Czech Constitutional Court receives motion to abolish inclusion in amendment to Schools Act
The Czech Constitutional Court has received a proposal for the abolition of the planned inclusion that has been anchored in an amendment to the Schools Act adopted last year. As of 1 September this year, children with mild mental disability are to be gradually included into the classes of mainstream primary schools and are to have special conditions for their instruction provided there.
The proposal to abolish inclusion was filed by attorney Richard Novák, who represents the parents of nine pupils and an educator at the Institute for Social Care in the Kociánka quarter of Brno who is dedicated to working with disabled children. "We claim that the introduction of inclusion, i.e., the combination of children without any health limitations and children with mild mental disability, who frequently include autistic schoolchildren, in the same classroom will be a big problem and will be more harmful than helpful to the disabled," the attorney told the Czech News Agency today.
Czech Education Minister Kateřina Valachová (Czech Social Democratic Party - ČSSD) is defending inclusion. Recently she met with the parents of children living with disabilities at the Kociánka institute and did her best to convince them that the planned changes will be gradual in nature and that the parents themselves will be the ones to decide whether to enroll their children into mainstream classrooms.
Novák emphasized to the Czech News Agency that inclusion has not been properly tested in the Czech Republic and that it is unknown whether it will actually be of benefit to the disabled. The parents proposing the abolition of inclusion are of the opinion that even having assistants will not aid in equalizing the differences between children with disabilities and the rest of their schoolmates.

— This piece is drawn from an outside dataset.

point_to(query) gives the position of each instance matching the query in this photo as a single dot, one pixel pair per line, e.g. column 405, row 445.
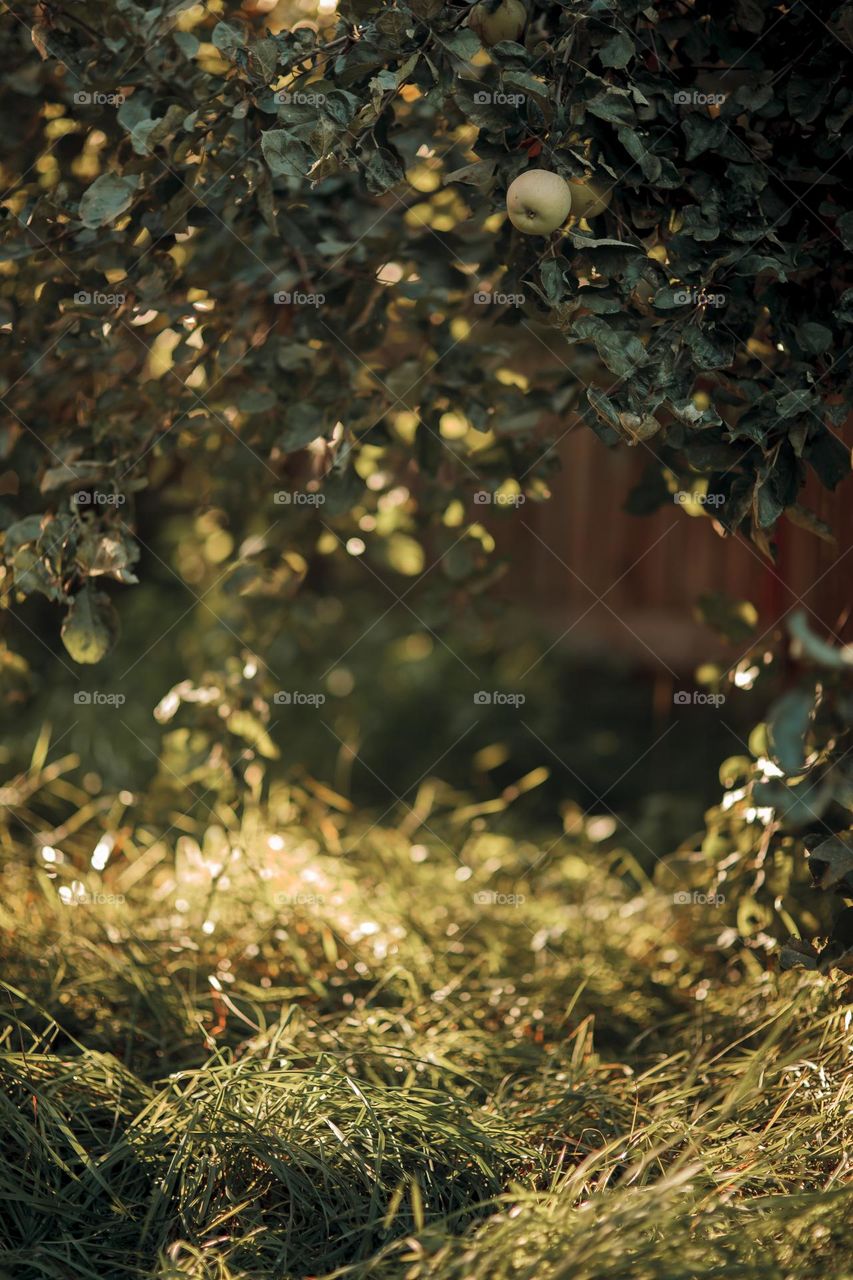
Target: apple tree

"The vision of children coming together, liking each other, and respecting other children with whatever kind of disability is in order. Nevertheless, the parents are concerned that for children with mild mental disability this will lead to the opposite effect, i.e., to their being excluded from the collective by the other children," the attorney said.
In the Czech Republic approximately 13 000 children live with mild mental disability. Many of them have dysgraphia or dyslexia, which can slow down their instruction.
Despite these difficulties, 3 300 children are already enrolled into classes at mainstream primary schools today. Most of the rest of the schoolchildren with mild mental disorders attend one of 14 "practical primary schools" in the Czech Republic, where teachers aid them in dealing with instruction despite their limitations.
The aim of inclusion is to involve children with mild mental disability, exceptionally gifted children, and schoolchildren with other limitations in the collectives of children attending mainstream primary schools. Instruction must be adapted to their needs.
Assistants and new school aids should help the children deal with various difficulties, differences and medical restrictions. After 10 years of discussion, the Czech Government has been counting on introducing inclusion into the schools as of September this year.
The plan has sparked stormy debates and also concerns among some parents as to how their progeny will deal with this transition. That is why the Education Minister ultimately decided that inclusion will be gradually introduced and allocated two school years during which to create these changes, i.e., from September 2016 until September 2018.